THE UPPER WOLFCAMPIAN – LOWER LEONARDIAN TRANSGRESSIVE SEQUENCE SET OF THE PERMIAN BASIN: WAS EARLY PERMIAN TRANSGRESSION DRIVEN BY DEGLACIATION OF GONDWANA?

The Early Permian was a time of significant global climate change. Through this interval earliest Permian (Asselian and Sakmarian) icehouse glaciation across Gondwana gave way to an essentially ice-free Gondwana with only minor Middle Permian glaciation in Australia (plus minor glaciation in portions of Siberia). The interval of most intense deglaciation was through the late Sakmarian and Artinskian, as indicated by dating of terminal glacial deposits around Gondwana and corroborated by isotope data. Thus, with the collapse of Gondwana ice centers, a significant period of sea-level rise should be recorded in far – field sedimentary records, including the Lower Permian succession of the Permian Basin.

Upper Wolfcampian and lower Leonardian strata of the Permian Basin roughly span the Sakmarian - Artinskian interval. Sakmarian and early Artinskian stratal motifs of the Cisco Group on the Eastern Shelf of the Midland Basin display classic icehouse cyclicity indicating high amplitude, high frequency changes in sea – level. However, the overlying Artinskian-aged (uppermost Wolfcampian – lower Leonardian) Wichita-Albany Group contains thick, carbonate – dominated sequences with well-developed parasequences that progressively onlap the Eastern Shelf. This long-term interval of transgression culminates with the regionally extensive Lueders Limestone, which is overlain by the prograding red bed coastal plain depo-systems of the Clear Fork Group. Thus, the Wichita-Albany Group represents a long-term, transgressive set of sequences that appear to be coincident with significant deglaciation on Gondwana.

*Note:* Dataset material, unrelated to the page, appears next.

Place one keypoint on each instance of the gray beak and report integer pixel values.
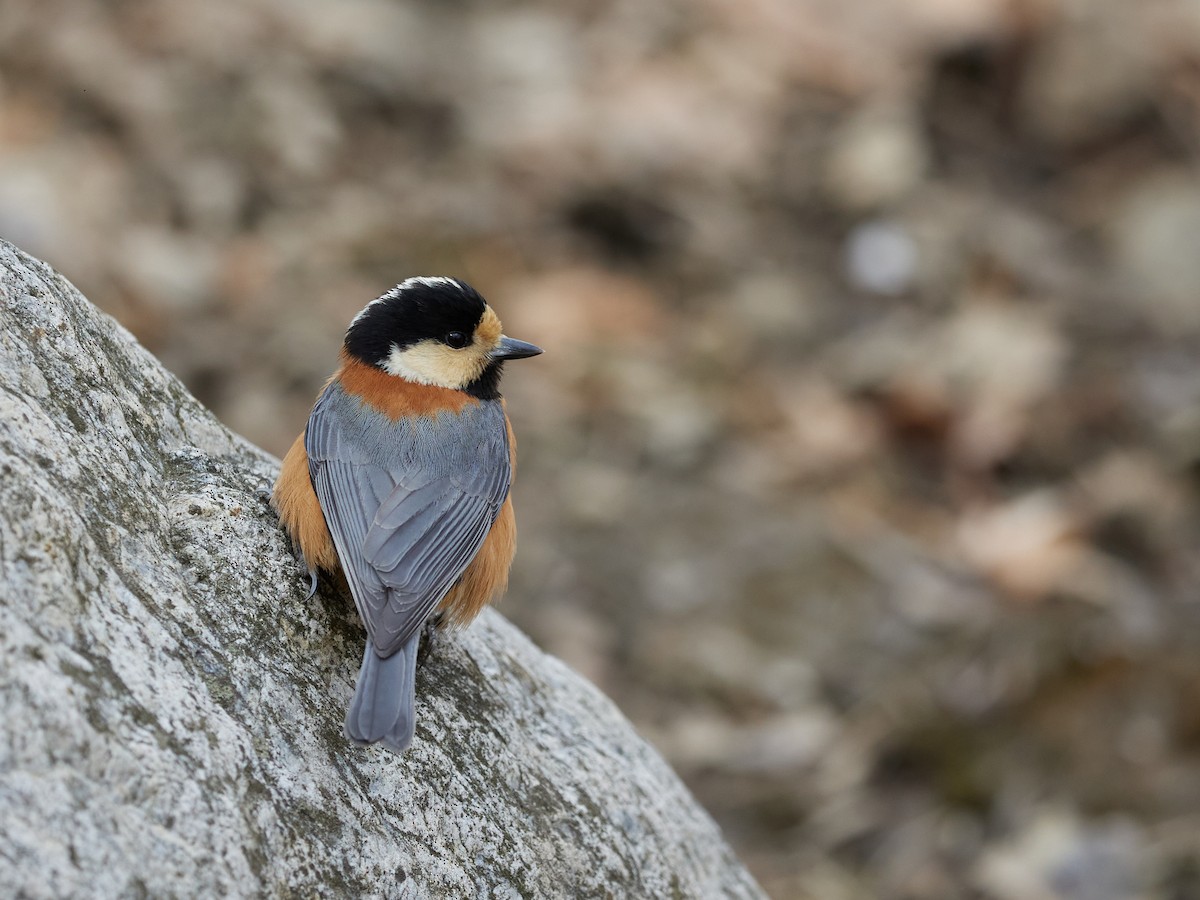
(511, 348)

In the Glass Mountains, western Midland Basin and northern Delaware Basin, the upper Wolfcampian through lower Leonardian interval has long been recognized as a time of carbonate platform backstep and aggradation with associated slope debris flow aprons and starved basin facies. Given current biostratigraphic resolution, this significant change in platform architecture appears to be coincident with Wichita-Albany transgression, and thus also a potential product of the collapse of the Late Paleozoic icehouse.